"La flamme de la résistance ne s'éteindra pas": à Nivelles, 400 personnes défilent contre la réforme de l'enseignement
Environ 400 personnes, représentant six écoles secondaires, ont défilé jeudi soir dans les rues de Nivelles contre la réforme de l'enseignement.
- Publié le 18-06-2026 à 22h02
- Mis à jour le 18-06-2026 à 22h04

Ce n'était pas le départ du Tour Sainte-Gertrude puisque plusieurs centaines de marcheurs descendaient la rue de Mons en direction de la Grand-Place. Mais le rassemblement n'en était pas moins impressionnant jeudi soir: des professeurs de six écoles de Nivelles, tous réseaux confondus, ont été rejoints par des parents et des élèves pour une manifestation contre les réformes de l'enseignement que veut imposer la Fédération Wallonie-Bruxelles.
Cette "Marche pour l'Enseignement" était une initiative du collectif Mars Attacks, mais la mobilisation était bien plus large. On y retrouvait quelques politiques comme les échevins aclots Pascal Rigot (Écolo) et Robert Vertenueil (PS) ainsi que le député socialiste Martin Casier, et beaucoup de syndicalistes dont le président de la CSC Enseignement, Xavier Toussaint.
Une reprise en force à la rentrée
Prenant la parole au départ de l'action, sur les marches du collège Sainte-Gertrude, Xavier Toussaint a confirmé que le mouvement est loin de marquer le pas. De petites actions sont programmées durant les vacances, puis une reprise en force se confirme à la rentrée. Des discussions sont en cours pour que d'autres secteurs, en septembre, rejoignent la protestation des enseignants qui ont en quelque sorte montré la voie.
En ce 18 juin, les participants ont également écouté le discours d'une prof d'histoire, Caroline Goulard. Qui a cité le général de Gaulle: "La flamme de la résistance ne doit pas s'éteindre et ne s'éteindra pas." Elle a rappelé aussi qu'à la fondation du collège Sainte-Gertrude en 1915, le cardinal Mercier avait souligné l'importance de l'enseignement contre l'ignorance.

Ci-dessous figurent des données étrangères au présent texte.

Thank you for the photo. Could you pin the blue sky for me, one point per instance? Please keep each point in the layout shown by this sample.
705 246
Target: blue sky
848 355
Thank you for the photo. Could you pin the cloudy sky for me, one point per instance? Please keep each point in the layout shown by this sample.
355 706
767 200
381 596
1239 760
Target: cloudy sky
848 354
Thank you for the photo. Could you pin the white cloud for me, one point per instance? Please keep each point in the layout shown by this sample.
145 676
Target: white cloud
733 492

"Une remise en cause du service public"
"Les réformes imposées par les ministres Degryse et Glatigny ne sont pas de simples ajustements techniques, a commenté l'enseignante. Elles sont, pour beaucoup d'entre nous, une remise en cause profonde du service public et de la dignité des missions éducatives. Le péril vient d'une vision de l'école et de nos services publics qui privilégie la logique comptable par rapport à l'humain. Face à cette défaite annoncée de nos conditions de travail et de notre projet éducatif, nous ne pouvons pas nous contenter de subir. Dire non aux mesures injustes, ce n'est pas refuser le changement: c'est refuser une régression."

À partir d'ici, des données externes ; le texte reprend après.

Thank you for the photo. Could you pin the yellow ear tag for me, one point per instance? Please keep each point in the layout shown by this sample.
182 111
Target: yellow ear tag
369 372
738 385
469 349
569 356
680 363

Le cortège, encadré par la police locale, a pris la direction de la Grand-Place où, à proximité du Waux-Hall, des intervenants ont également rappelé les impacts des réformes pour les académies. En ces temps d'examens, quelques slogans posaient des questions comme: "Comment qualifier un État qui préfère la militarisation à l'éducation ?"
Les manifestants ont ensuite pris la direction de l'IPAM où ils ont écouté les difficultés des profs du qualifiant, ainsi que le point de vue d'un représentant des élèves des écoles aclotes. Un immense "SOS" a ensuite été formé dans la cour par les participants.

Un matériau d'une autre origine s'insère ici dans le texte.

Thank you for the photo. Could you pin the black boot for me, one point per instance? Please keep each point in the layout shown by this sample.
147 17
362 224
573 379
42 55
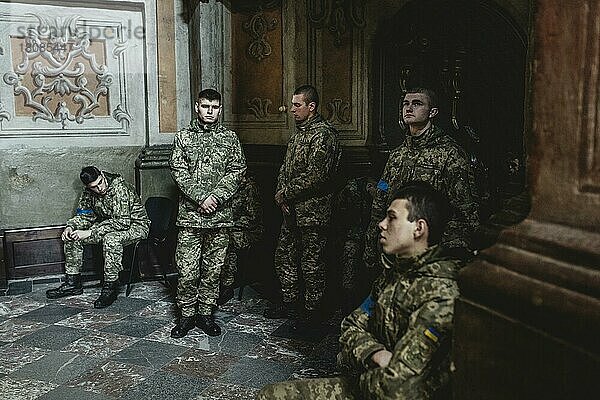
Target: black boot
282 310
208 325
108 295
71 286
184 325
225 294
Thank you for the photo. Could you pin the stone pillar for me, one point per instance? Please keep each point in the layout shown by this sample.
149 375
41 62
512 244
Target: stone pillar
528 319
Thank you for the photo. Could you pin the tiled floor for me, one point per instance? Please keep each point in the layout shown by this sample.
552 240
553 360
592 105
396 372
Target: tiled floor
65 349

Ceux-ci sont alors revenus la Grand-Place. En encombrant les rues, mais sur le trajet du cortège, les coups de klaxon étaient des marques de soutien, souvent accompagnées d'un signe d'encouragement et d'un pouce en l'air.
Symboliquement, à l'arrivée, les flambeaux portés depuis le début de la marche et représentant l'enthousiasme des jeunes profs ont été éteints.